Akses.co.id — JAKARTA, KOMPAS.com – Komisi Pemberantasan Korupsi (KPK) menyoroti minimnya lembaga pengawas khusus yang menangani persoalan kaderisasi, pendidikan politik, serta pengelolaan keuangan partai politik di Indonesia. Ketiadaan pengawasan ini dinilai berpotensi membuka celah penyimpangan dalam proses politik hingga pemilihan umum.
Juru Bicara KPK Budi Prasetyo menyatakan, “Belum tersedianya lembaga pengawas khusus dalam proses kaderisasi, pendidikan politik, serta pengelolaan keuangan partai yang memperbesar risiko penyimpangan.” Pernyataan tersebut disampaikan Budi dalam keterangan tertulisnya pada Sabtu (25/4/2026).

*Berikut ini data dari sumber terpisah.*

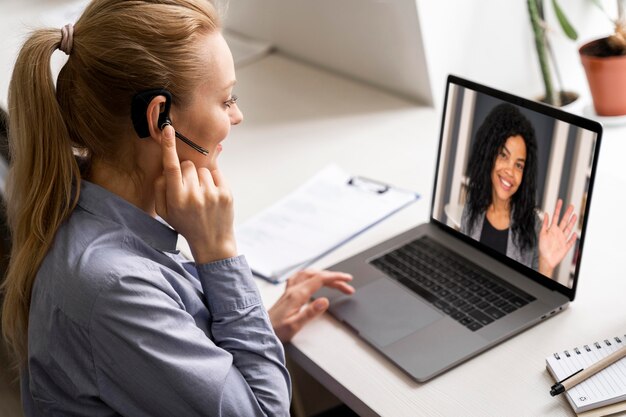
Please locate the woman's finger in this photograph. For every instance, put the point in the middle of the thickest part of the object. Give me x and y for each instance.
(557, 213)
(567, 217)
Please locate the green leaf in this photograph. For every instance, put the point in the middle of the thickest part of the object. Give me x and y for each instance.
(568, 29)
(598, 4)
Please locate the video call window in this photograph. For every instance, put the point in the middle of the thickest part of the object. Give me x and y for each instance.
(503, 167)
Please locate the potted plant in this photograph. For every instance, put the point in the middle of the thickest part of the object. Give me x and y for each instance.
(556, 97)
(604, 61)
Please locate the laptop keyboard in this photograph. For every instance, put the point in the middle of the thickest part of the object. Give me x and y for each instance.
(459, 288)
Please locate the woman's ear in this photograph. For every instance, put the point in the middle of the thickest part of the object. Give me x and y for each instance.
(154, 110)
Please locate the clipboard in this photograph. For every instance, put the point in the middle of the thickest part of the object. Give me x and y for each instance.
(324, 213)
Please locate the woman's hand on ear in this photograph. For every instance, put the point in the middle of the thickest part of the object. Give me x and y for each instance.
(289, 314)
(556, 238)
(197, 203)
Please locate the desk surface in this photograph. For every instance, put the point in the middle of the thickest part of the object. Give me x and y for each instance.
(299, 119)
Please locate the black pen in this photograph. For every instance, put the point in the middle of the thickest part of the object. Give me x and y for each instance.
(582, 374)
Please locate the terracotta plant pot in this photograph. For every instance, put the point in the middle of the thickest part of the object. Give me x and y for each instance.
(606, 75)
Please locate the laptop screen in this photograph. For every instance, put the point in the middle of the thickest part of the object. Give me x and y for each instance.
(515, 177)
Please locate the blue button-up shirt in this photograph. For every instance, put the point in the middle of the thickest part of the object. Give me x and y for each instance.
(122, 324)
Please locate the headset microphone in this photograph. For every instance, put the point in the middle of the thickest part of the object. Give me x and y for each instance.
(139, 107)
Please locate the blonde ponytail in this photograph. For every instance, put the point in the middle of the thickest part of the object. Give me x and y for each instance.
(39, 187)
(119, 48)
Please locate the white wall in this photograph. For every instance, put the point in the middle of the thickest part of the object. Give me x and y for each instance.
(491, 42)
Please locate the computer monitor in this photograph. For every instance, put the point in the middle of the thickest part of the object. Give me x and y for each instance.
(556, 163)
(377, 42)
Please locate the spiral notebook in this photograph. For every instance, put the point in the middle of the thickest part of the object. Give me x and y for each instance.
(606, 387)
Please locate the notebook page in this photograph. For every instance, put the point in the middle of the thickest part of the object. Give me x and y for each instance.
(320, 215)
(606, 387)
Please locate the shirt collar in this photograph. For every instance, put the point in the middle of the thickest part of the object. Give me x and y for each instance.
(101, 202)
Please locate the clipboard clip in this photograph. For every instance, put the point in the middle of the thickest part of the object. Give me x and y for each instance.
(368, 185)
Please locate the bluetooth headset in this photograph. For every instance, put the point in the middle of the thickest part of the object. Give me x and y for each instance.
(138, 110)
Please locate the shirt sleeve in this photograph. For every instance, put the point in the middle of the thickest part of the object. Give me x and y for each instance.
(152, 360)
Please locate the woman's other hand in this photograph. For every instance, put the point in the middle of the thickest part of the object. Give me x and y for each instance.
(197, 203)
(556, 238)
(288, 315)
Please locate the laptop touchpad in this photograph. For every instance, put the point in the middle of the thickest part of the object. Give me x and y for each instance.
(383, 312)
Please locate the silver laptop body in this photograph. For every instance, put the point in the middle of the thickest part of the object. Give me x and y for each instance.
(425, 331)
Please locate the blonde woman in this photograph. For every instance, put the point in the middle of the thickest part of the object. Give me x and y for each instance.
(103, 314)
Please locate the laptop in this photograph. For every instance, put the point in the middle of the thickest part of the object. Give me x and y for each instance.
(442, 292)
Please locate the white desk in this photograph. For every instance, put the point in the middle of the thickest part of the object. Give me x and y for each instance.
(297, 120)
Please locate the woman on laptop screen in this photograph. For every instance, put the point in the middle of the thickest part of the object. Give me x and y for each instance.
(500, 210)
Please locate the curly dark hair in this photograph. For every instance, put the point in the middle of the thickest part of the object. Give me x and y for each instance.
(502, 122)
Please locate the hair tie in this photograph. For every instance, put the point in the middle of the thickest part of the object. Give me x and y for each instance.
(67, 38)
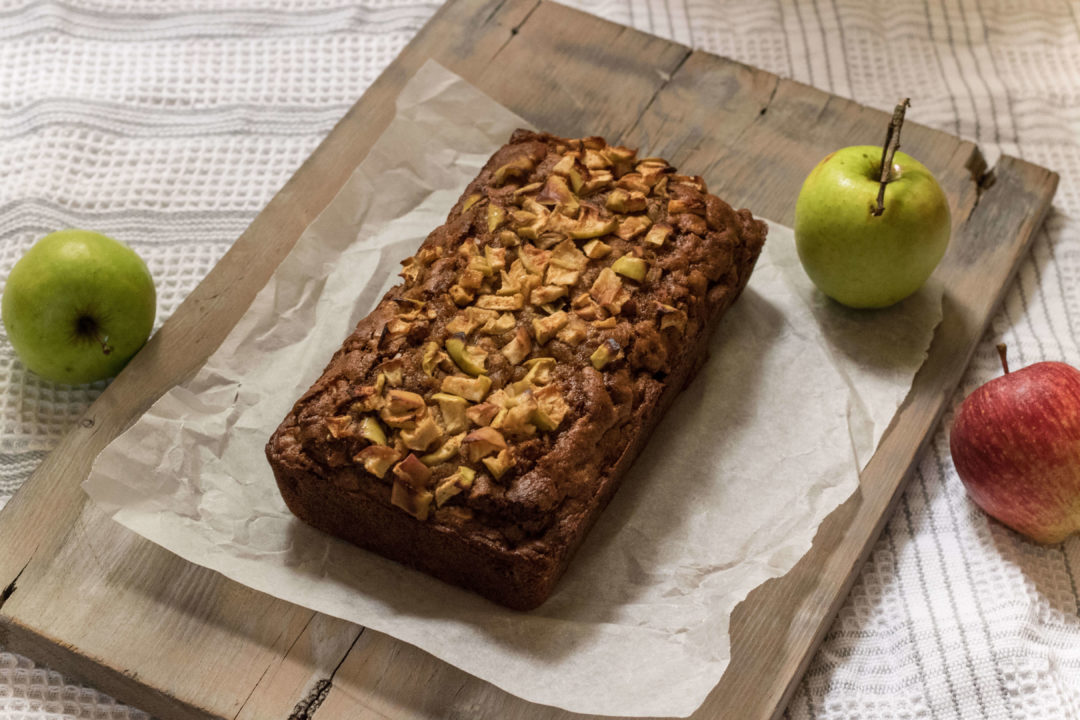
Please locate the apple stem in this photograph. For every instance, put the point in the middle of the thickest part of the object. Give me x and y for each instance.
(1001, 354)
(106, 348)
(86, 327)
(889, 151)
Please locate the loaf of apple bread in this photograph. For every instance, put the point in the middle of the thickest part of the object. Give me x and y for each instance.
(478, 420)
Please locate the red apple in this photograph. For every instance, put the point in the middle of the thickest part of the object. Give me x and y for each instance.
(1015, 444)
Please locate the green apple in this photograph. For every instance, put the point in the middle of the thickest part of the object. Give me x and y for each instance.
(855, 256)
(78, 306)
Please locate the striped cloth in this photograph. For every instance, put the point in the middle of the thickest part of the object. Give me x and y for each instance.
(170, 124)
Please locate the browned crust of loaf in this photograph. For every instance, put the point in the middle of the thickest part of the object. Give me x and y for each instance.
(517, 572)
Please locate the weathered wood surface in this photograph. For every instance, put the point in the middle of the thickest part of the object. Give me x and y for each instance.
(92, 599)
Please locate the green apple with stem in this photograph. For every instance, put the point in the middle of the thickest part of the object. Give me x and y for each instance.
(872, 223)
(78, 306)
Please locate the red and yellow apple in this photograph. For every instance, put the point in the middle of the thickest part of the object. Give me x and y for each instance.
(1015, 444)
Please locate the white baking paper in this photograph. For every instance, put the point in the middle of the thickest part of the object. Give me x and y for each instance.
(728, 493)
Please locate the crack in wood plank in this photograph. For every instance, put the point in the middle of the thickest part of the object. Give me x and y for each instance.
(11, 587)
(516, 28)
(306, 709)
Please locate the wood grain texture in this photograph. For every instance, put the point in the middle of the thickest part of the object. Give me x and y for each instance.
(96, 601)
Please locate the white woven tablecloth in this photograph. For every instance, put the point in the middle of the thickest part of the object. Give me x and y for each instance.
(170, 124)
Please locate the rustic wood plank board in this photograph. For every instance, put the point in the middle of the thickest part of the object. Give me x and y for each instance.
(92, 599)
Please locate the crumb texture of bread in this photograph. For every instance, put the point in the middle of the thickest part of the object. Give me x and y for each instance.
(477, 421)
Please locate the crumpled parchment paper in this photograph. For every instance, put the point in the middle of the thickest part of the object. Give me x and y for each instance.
(729, 492)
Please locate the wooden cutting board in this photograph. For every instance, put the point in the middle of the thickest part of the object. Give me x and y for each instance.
(93, 600)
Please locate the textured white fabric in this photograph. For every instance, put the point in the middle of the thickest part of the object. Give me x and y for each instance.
(170, 124)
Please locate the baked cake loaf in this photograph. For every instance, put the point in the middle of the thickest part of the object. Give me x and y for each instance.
(478, 420)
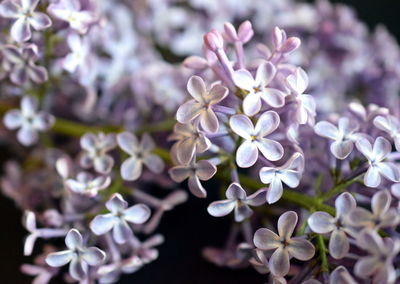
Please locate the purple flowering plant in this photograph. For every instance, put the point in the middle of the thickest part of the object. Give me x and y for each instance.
(107, 129)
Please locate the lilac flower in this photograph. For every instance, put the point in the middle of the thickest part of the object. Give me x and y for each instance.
(95, 151)
(70, 11)
(194, 172)
(34, 232)
(258, 89)
(375, 156)
(20, 62)
(378, 264)
(390, 125)
(382, 215)
(201, 105)
(247, 153)
(140, 153)
(322, 223)
(86, 184)
(28, 120)
(78, 56)
(118, 219)
(190, 141)
(238, 201)
(283, 244)
(289, 173)
(305, 109)
(341, 276)
(23, 11)
(344, 136)
(79, 257)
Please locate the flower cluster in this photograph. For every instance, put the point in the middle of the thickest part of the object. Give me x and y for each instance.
(299, 133)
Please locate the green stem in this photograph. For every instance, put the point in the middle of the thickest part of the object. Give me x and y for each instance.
(322, 253)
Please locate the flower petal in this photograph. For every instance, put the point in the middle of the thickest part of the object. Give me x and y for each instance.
(321, 222)
(221, 208)
(137, 214)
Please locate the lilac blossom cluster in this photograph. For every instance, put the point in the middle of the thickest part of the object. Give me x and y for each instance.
(254, 119)
(301, 136)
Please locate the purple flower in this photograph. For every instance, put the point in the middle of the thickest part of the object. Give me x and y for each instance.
(20, 62)
(194, 172)
(305, 108)
(382, 215)
(375, 156)
(254, 141)
(86, 184)
(79, 257)
(343, 136)
(70, 11)
(190, 141)
(289, 173)
(378, 264)
(28, 120)
(23, 11)
(95, 151)
(283, 244)
(258, 89)
(322, 223)
(341, 276)
(390, 125)
(238, 201)
(140, 153)
(118, 219)
(201, 105)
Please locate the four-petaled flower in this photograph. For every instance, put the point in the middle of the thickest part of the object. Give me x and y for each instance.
(28, 120)
(390, 125)
(238, 201)
(322, 223)
(201, 104)
(77, 255)
(194, 172)
(23, 11)
(289, 173)
(343, 135)
(257, 88)
(378, 264)
(70, 11)
(247, 153)
(86, 184)
(95, 151)
(190, 141)
(20, 63)
(283, 244)
(375, 155)
(305, 108)
(382, 215)
(140, 153)
(118, 219)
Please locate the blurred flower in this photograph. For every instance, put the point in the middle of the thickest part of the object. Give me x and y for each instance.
(77, 255)
(118, 219)
(283, 244)
(238, 201)
(23, 11)
(28, 120)
(140, 153)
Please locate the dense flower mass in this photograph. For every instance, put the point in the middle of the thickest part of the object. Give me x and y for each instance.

Selain itu, KPK juga mengidentifikasi lemahnya transparansi dan akuntabilitas penggunaan dana partai politik akibat tidak adanya sistem standardisasi pelaporan keuangan. Kondisi ini diperparah dengan temuan KPK mengenai adanya indikasi biaya pemenangan yang besar bagi peserta Pemilu maupun Pilkada.
“Tingginya biaya politik tersebut mendorong praktik transaksional dalam proses kandidasi calon anggota legislatif maupun kepala daerah, termasuk munculnya mahar politik dan potensi penyalahgunaan sumber daya setelah kandidat terpilih,” jelas Budi.
Temuan ini merupakan hasil kajian Direktorat Monitoring pada Kedeputian Pencegahan dan Monitoring KPK sepanjang tahun 2025. Kajian tersebut melibatkan berbagai pihak, termasuk perwakilan partai politik, penyelenggara pemilu, pakar elektoral, dan akademisi.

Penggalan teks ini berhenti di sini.